The Riley Guide: Rileyguide.com/prepare.html This is the best portal for those trying to choose a career.
Job Hunt: job-hunt.org. This is the best portal for those who have a career goal and now are trying to land a job.
Best Sites for Specific Purposes
The above comprehensive sites, which link to many sites, can be overwhelming, so here are my favorite individual ones:
WHICH CAREERS FIT YOU?
University of CaliforniaBerkeley Career Site: www.uhs.berkeley.edu. Extensive, well-organized information on hundreds of careers. Not surprising for a university site, the focus is on careers requiring a degree.
Vocational Information Center: www.khake.com. This site focuses on careers not requiring a college degree and usually provides links to training resources.
mylifecoach.com: This site offers an online version of the Strong Interest Inventory, the most carefully validated of all career "tests." This half-hour assessment yields a synthesis of your interests and an annotated list of well-suited careers. While other sites offer the Strong, mylifecoach.com is my favorite because for just $24.95, you receive a comprehensive report plus a by-phone 20-minute consultation to interpret the results. That fee also includes free access to Focus, which enables you to link your Strong results to information on well-suited careers.

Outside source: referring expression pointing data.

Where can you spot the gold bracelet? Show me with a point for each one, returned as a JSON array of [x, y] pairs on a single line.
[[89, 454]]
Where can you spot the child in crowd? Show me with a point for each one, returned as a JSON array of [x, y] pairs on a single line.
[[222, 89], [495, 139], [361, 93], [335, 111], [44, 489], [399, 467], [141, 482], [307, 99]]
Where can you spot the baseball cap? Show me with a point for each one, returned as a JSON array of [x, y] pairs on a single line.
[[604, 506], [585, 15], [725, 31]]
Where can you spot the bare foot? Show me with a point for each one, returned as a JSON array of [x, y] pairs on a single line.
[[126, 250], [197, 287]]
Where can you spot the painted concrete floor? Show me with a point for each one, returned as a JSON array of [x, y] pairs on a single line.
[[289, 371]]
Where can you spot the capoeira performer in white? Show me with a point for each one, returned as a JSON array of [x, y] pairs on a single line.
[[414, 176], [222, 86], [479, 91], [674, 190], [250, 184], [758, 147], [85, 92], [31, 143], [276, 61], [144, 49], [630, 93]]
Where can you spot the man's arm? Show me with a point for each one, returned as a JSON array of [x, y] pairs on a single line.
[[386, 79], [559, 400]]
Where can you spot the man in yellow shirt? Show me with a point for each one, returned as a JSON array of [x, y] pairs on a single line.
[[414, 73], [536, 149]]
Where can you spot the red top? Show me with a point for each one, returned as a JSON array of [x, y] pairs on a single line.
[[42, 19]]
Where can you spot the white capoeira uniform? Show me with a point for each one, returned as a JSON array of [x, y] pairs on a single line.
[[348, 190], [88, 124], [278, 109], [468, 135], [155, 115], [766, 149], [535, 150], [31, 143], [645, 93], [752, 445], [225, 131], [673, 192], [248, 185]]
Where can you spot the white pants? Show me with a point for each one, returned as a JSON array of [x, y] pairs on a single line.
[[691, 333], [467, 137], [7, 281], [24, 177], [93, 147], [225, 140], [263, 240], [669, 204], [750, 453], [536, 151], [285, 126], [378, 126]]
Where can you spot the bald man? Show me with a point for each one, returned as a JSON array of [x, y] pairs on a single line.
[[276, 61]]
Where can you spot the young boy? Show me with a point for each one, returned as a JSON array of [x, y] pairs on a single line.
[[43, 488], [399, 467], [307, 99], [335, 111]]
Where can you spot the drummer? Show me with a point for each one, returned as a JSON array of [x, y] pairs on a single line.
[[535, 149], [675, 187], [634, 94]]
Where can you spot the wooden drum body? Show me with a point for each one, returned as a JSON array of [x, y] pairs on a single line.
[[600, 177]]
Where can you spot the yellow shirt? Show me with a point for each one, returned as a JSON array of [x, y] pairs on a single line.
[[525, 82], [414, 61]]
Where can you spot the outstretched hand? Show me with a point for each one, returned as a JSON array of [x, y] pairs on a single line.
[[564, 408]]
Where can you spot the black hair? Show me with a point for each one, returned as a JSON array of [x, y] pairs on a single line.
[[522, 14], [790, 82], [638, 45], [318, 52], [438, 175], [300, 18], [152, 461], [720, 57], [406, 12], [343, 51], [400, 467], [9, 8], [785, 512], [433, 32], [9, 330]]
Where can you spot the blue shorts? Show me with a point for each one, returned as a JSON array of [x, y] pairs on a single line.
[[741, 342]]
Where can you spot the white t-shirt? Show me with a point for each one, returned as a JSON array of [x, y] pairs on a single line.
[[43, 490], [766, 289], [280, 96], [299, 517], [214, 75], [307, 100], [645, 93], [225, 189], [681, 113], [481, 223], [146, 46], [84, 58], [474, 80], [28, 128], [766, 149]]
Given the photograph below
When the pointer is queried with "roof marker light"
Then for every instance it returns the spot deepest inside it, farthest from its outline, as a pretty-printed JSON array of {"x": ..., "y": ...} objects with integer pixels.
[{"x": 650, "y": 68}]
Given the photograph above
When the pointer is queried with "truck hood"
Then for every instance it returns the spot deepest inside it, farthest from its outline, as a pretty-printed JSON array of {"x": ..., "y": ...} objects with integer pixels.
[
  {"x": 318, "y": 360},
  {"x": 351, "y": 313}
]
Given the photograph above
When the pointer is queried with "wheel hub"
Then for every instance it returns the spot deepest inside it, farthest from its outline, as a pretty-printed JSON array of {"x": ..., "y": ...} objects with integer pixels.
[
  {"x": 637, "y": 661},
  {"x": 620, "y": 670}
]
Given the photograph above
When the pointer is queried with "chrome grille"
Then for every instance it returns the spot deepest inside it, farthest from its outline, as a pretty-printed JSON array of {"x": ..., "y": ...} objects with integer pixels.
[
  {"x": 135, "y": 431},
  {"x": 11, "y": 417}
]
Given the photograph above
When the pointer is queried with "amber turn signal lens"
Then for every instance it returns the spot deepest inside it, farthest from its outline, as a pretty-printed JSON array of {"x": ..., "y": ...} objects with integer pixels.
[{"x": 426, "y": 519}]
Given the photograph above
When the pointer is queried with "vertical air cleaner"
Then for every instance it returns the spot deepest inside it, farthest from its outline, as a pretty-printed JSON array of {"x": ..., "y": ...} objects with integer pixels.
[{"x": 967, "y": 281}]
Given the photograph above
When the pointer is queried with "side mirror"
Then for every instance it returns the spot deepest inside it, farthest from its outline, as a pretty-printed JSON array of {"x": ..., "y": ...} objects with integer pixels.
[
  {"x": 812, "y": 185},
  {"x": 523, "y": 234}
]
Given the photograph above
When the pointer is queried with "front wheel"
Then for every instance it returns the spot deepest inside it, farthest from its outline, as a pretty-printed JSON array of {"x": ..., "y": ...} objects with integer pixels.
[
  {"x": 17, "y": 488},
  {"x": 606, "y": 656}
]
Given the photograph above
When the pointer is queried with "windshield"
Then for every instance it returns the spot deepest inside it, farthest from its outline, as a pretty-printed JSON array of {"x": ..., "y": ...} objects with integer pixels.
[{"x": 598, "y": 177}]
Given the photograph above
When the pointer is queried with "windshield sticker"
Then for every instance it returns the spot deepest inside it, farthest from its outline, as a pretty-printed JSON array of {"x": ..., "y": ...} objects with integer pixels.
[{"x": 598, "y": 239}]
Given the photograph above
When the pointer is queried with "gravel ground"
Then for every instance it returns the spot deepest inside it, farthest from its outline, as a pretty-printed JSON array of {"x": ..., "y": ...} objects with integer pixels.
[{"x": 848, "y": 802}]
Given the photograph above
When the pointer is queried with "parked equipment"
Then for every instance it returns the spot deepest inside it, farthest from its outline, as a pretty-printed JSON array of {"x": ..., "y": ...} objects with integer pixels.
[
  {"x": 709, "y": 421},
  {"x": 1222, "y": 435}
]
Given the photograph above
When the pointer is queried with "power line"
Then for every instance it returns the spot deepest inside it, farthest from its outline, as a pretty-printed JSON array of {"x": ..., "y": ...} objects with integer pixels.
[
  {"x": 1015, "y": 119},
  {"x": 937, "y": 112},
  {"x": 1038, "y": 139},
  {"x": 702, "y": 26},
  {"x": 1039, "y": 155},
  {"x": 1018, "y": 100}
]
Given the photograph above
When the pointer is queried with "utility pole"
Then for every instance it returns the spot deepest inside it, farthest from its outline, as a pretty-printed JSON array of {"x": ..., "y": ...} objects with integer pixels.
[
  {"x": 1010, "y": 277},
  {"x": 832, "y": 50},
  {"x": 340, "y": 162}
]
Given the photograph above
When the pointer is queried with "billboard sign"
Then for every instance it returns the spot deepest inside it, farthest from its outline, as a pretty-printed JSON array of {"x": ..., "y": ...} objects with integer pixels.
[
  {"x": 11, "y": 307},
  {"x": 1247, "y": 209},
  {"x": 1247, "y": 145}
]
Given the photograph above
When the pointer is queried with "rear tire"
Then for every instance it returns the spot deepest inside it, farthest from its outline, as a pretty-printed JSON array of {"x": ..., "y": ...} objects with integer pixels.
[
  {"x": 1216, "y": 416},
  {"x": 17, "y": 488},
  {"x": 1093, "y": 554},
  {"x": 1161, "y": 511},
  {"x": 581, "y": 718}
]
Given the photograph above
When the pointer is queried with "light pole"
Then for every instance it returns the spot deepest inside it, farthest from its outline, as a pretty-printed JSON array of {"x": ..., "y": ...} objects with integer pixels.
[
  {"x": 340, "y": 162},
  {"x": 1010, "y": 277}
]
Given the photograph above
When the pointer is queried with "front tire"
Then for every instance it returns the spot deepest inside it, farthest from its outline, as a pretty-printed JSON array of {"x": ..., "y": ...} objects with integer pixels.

Career Compass: www.careervoyages.org. This takes just one minute but can be quite helpful. You simply pick your first, second, and third choice among six interest areas (hands-on, investigative, artistic, social, entrepreneurial, and business detail) and up pops a list of matching careers. Click on a selection, and you're teleported to a detailed profile of that career.
TO RESEARCH A FIELD OR EMPLOYER
Google.com: Although not a career site, my clients and I most often end up using Google for all aspects of career research. When I want to find information on a career, I Google it. When I want to find a person, for example, a VP of marketing at Hewlett-Packard, I Google it. When I want to find the name of a professional association, I Google the name of the profession along with the word "association," "organization," "society," "American," or "National." When I want information on a particular employer, I Google its Web tab and also its Groups and News tabs, the latter two which are more likely to unearth dirt.
A client of mine was unsure which of two job offers to accept. To help decide, he Googled one of his potential bosses, Doug Dahlin. He discovered that Dahlin is a legend in his field, beloved by all, and was recently inducted into his industry's hall of fame. My client's choice became clear.